From http://yaroslavvb.com/papers/rice-when.pdf , the question of existence is determined by the theorem:

Theorem 6. Let $\mathbb{R}$ be the real line. Let $g$ be a real quadratic polynomial, so that $$g(x)=ax^2+ (b + 1)x+c,$$ for all real $x$, where $a\ne 0$, $b$, and $c$ are in $\mathbb{R}$. ... set $\Delta(g)= b^2-4ac$. If $\Delta(g)> 1$, then g has no iterative roots of any order whatever. [That is, there is no $f$ such $f\circ f = g$.] If $\Delta(g) =1$, then $g$ can be embedded in a 2-sided flow on $\mathbb{R}$, all of whose members are continuous functions. If $\Delta(g) <1$, then $g$ can be embedded in a 1-sided flow on $\mathbb{R}$, all of whose members are continuous functions; but $g$ cannot be embedded in any 2-sided flow on $\mathbb{R}$.

As $\Delta(g) = 0 - 4(1)(-2) = 8 > 1$ in your case, the question of existence is negative.

Looking closely at the article, the main point is that no function with only one 2-cycle can have a square root. In our case that means that there can be no partial solution $f:D\to D$ of the funcional equation $f(f(x))=x^2-2$ in $D\subset\Bbb{R}$ if $x_0=\frac{-1+\sqrt{5}}{2}\approx 0.61803$ or $x_2=\frac{-1-\sqrt{5}}{2}\approx -1.61803$ are in $D$.

In fact, clearly $x_0^2-2=x_2$ and $x_2^2-2=x_0$ (this implies that $x_0\in D$ if and only if $x_2\in D$).

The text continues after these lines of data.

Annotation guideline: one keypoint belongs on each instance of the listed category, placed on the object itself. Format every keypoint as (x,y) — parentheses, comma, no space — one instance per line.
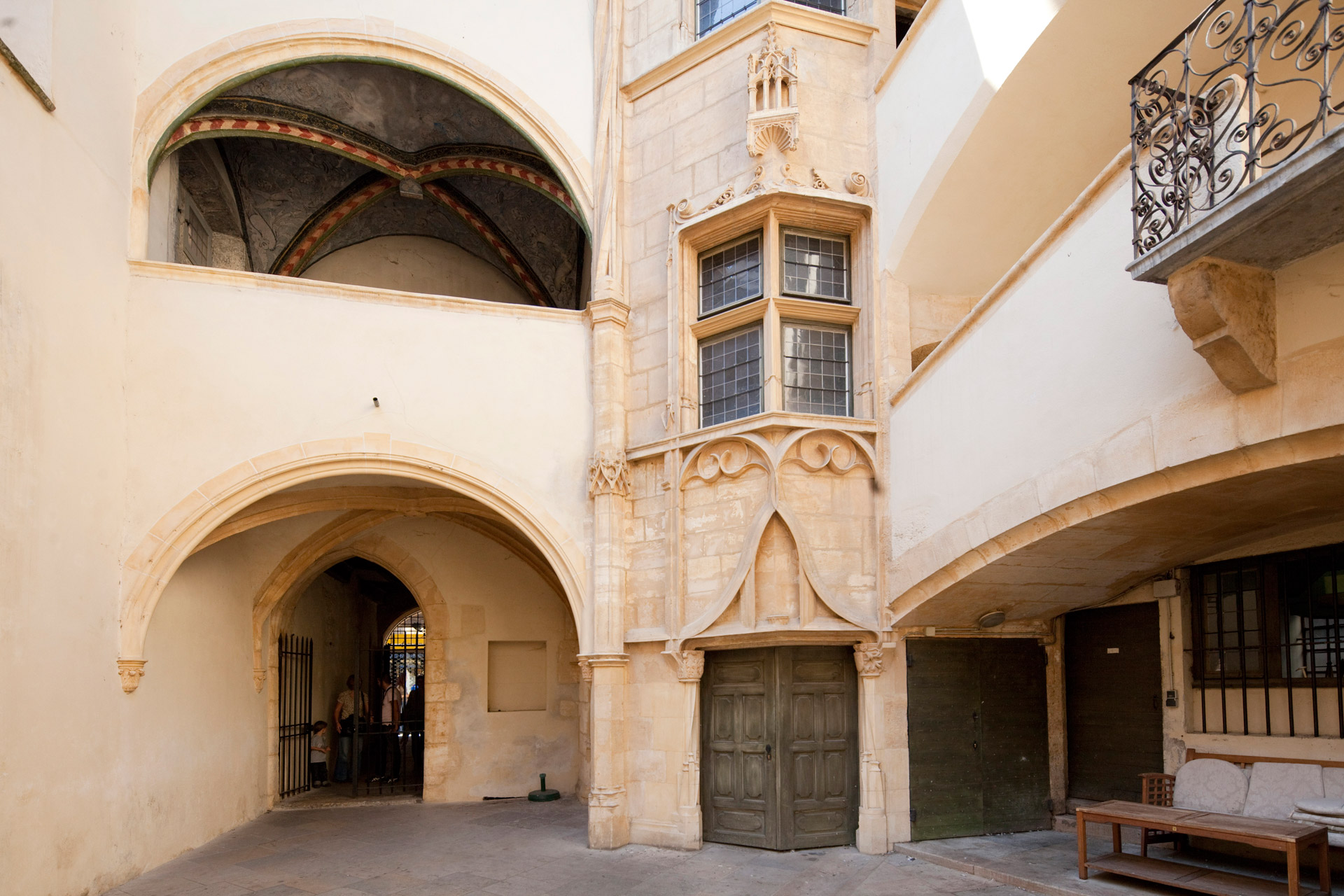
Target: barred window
(730,377)
(816,266)
(730,274)
(711,14)
(816,370)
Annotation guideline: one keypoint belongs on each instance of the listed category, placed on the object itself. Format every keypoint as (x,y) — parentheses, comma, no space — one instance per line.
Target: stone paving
(514,849)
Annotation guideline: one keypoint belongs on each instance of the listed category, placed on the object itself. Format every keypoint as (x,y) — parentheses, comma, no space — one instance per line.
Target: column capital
(598,660)
(608,307)
(867,659)
(690,664)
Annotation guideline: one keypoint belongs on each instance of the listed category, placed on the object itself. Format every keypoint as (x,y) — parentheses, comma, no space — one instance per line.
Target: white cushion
(1334,782)
(1324,806)
(1277,786)
(1329,821)
(1210,785)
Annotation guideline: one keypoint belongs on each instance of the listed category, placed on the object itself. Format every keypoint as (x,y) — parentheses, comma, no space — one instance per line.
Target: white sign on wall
(26,31)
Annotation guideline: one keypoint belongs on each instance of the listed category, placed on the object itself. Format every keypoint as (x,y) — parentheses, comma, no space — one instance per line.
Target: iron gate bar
(296,697)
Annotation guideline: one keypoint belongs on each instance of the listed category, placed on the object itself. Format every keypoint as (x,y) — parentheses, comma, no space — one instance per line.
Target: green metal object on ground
(543,796)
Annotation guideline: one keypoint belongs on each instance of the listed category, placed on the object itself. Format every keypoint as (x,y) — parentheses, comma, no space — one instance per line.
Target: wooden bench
(1288,837)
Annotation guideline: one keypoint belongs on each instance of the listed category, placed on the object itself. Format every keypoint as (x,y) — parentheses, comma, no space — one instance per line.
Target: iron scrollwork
(1241,92)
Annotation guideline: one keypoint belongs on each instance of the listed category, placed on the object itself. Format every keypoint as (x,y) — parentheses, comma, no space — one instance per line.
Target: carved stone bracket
(867,657)
(609,473)
(772,97)
(1228,314)
(690,664)
(605,797)
(131,672)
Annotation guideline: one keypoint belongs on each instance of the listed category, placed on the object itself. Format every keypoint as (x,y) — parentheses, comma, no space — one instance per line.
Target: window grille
(816,371)
(194,237)
(816,266)
(730,276)
(711,14)
(1268,641)
(730,377)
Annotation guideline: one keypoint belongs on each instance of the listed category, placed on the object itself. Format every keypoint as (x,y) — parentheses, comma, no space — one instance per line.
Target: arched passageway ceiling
(1100,546)
(1044,134)
(316,158)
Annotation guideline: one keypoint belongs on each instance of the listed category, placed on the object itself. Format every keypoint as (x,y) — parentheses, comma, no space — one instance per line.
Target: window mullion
(772,358)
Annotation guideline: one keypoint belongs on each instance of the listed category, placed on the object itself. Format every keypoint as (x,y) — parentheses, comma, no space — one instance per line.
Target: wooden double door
(979,743)
(780,747)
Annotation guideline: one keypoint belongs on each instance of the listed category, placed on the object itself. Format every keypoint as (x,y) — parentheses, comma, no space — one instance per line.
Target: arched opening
(368,174)
(363,672)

There can be no other pair $y_1\ne y_2$ with $y_1^2-2=y_2$ and $y_2^2-2=y_1$, since then $$ \{-1,2,x_0,x_2,y_1,y_2\} $$ would be roots of the polynomial $P(x)=x^4 - 4 x^2 - x + 2$, since $y_1^2-2=y_2$ and $y_2^2-2=y_1$ implies $$ (y_1^2-2)^2-2=y_1\quad\Rightarrow \quad y_1^4-4y_1^2+2=y_1 \quad\Rightarrow \quad P(y_1)=0 $$ and similarly $P(y_2)=0$.

Now, if $x_0\in D$ (or $x_2\in D$) and $f:D\to D$ satisfy $f(f(x))=x^2-2$, then $x_1:=f(x_0)$ and $x_3:=f(x_2)$ would be such a pair, a contradiction that proves $x_0\notin D$ (and $x_2\notin D$).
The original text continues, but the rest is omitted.